For the four years of my residency one of the medical floors in my hospital was a maximum security prison floor, and I worked regularly on this floor with the prisoners. Believe me, I don't underestimate it.
I've heard this argument many times and I'm not impressed by it. While I think the efforts are misdirected, I don't agree that it falls within the scope of the words draconian or terrorize. The law is the law, for all its flaws, and if some dumb college kid goes to jail for selling pot, he doesn't get to hysterically claim draconian punishment as if he didn't know it was illegal. I agree wholeheartedly that it's a waste of effort and money, but this isn't the Spanish Inquisition here. Live by the law, change the law, or move.
Amazing the presence of DEA officers I encountered in the Peruvian Amazon, and amazing the stories with them burning farms and conducting raids. Again, it's barbarically-conducted policy but you're kidding yourself if you think it's some open door policy.
Cost-benefit analyses are an important part of medical policymaking. A huge amount of money is lost to the economy because of the medical implications of drug use. This is one of many elements of the societal cost that one would hope to recoup by having effective and efficient drug-control policies.
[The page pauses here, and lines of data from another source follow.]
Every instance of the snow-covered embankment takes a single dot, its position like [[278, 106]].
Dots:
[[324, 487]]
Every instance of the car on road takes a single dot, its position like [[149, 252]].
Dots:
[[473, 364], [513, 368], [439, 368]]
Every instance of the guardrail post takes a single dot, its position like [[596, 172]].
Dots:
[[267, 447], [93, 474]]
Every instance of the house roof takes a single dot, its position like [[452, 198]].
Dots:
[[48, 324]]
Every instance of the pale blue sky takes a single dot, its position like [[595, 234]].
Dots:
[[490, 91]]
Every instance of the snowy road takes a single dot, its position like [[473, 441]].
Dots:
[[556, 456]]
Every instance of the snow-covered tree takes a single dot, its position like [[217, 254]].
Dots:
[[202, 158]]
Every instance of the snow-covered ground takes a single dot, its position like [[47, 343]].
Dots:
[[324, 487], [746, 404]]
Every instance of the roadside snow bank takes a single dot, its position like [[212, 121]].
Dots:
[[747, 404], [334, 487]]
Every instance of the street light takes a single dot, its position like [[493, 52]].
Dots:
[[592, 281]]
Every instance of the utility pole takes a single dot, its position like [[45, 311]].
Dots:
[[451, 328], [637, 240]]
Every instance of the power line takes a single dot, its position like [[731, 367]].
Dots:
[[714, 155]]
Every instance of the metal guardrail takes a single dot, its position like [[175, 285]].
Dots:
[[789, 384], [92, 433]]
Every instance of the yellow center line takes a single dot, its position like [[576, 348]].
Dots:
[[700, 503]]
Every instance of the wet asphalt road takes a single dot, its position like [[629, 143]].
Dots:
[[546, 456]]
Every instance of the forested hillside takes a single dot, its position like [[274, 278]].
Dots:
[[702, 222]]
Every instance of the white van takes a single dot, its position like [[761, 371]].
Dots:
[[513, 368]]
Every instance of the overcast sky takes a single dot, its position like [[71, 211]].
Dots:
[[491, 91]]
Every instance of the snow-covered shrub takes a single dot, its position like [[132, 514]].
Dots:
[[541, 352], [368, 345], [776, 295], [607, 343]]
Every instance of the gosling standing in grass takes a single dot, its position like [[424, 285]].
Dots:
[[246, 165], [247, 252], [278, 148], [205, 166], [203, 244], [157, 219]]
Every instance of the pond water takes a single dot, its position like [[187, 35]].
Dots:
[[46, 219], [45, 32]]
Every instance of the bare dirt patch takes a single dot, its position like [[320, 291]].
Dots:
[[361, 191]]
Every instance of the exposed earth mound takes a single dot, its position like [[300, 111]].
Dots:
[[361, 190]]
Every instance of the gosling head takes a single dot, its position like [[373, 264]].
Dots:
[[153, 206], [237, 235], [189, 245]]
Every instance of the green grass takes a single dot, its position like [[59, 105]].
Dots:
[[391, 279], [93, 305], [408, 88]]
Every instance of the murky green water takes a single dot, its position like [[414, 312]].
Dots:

My argument is not in favor or against any specific policy -- although I think outright legalization of heroin, cocaine, meth, and XTC would be frankly criminal.
YOU are the one who started this conversation out by dismissing the importance of cocaine and heroin use. That's my point. They have huge societal costs.
Then you know that more than 99.999% of the population is affected by the current drug policy. And you know that more than 99.999% of the population risks regularly incarceration for their recreational drug use.
The Japanese Internment during the second world war wasn't the Inquisition, either, but those citizens were certainly oppressed by their government.
To say 'it's the law' doesn't justify the law. Much less make the law any less oppressive.